拾うロマンに、捨てるロマン


 自分の頭ではいよいよ考えつかなくなり、遂に「マクロ 高速化」という言葉で検索をかけた結果、目の前には想像通り「答え」が並んでいた。

 早速、何件かのサイトを見て回ってみると、共通して書かれている方法があった――それは「画面更新の非表示」である。

 マクロを実行している間、値を設定する度に新しい乱数が生成され、画面上に文字が表示される。このを止めることによって、高速化を図ろうという訳である。

 もちろん、画面の描写を止めても、セルには値が設定されているので、これによって動作がおかしくなるようなことはない。


 実装方法は非常に簡単。

 画面の更新を行う処理の前に「Application.ScreenUpdating = False」と入れるだけ。英語ではあるが、「アプリケーションの画面更新をオフ(False)にする」という意味合いであることは、なんとなく分かるだろう。

(それと同時に、マクロの終わり際に「Application.ScreenUpdating = True」と入れ、設定を元に戻しておく)


 早速、この一文をソースに追加した上で実行を行う。

 今回は結果だけを早く確認したかったので、530000行を3回通り繰り返すにとどめている。

 結果は以下のとおり。


 1回目:19.16秒――ゲド

 2回目:19.03秒――ダモノ

 3回目:19.04秒――ハ


 第2回のレポートの平均実行時間が「21.88秒」だったことを考えると、およそ2.5秒――すなわち一割から一割五分程度の削減となった。

 塵が積もって富士山になるようなこの現状で、「一割」がもたらす影響は決して小さくはない。悪くはないスタートと言えるだろう。

 ただ、「画面を淡々と描写し続ける」というは消えた。アニメや小説の分析シーンで出てくるような画面の明滅が無くなったのである。

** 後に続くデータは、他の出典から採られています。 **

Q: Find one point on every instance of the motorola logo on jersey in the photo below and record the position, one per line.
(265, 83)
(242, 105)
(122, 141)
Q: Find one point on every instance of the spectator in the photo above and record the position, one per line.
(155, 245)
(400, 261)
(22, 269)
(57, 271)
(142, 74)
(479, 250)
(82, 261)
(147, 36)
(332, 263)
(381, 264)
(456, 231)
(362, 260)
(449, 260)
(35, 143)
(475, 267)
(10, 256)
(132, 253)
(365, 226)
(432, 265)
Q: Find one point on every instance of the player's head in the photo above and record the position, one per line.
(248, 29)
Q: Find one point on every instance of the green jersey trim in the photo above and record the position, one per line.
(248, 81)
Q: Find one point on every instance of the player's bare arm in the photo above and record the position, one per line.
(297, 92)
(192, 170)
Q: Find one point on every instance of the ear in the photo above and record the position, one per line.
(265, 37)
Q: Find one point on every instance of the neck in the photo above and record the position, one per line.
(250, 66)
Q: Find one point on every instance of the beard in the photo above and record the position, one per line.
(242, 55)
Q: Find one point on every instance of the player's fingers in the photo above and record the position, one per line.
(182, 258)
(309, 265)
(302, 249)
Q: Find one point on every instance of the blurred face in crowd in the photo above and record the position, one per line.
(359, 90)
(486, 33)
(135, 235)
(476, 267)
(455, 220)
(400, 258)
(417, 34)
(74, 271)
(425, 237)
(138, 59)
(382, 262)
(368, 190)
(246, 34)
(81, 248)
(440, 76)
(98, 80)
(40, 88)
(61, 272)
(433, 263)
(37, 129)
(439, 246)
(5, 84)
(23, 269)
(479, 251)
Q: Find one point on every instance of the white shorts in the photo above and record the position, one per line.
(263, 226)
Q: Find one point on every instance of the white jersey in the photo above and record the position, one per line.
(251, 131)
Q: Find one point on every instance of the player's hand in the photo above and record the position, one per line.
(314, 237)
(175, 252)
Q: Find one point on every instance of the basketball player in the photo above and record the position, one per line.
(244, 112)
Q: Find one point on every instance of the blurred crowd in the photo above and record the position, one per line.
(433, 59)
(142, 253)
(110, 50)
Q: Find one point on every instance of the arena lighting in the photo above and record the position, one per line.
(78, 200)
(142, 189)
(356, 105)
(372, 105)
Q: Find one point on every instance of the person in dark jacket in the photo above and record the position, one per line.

 そういう実装をしたのだから当たり前なのだが――少しだけ虚しく感じてしまう。


 修正は更に続く。

 セルの値を取得する際に、Rangeを用いていたものについて、Cellsを用いるように変更(言い換えると「範囲」を参照していたものを「セル」を参照するように設定)してみる。

 実行結果は以下の通り。


 1回目:18.89秒――タノャリ

 2回目:18.87秒――ニェメヴ

 3回目:18.93秒――ナプ


 本当に微々たる差ではあるが、早くなっている。

 こんな修正で早くなったりするのか……E〇CEL(というよりマクロ)の仕様は奥が深いなあ。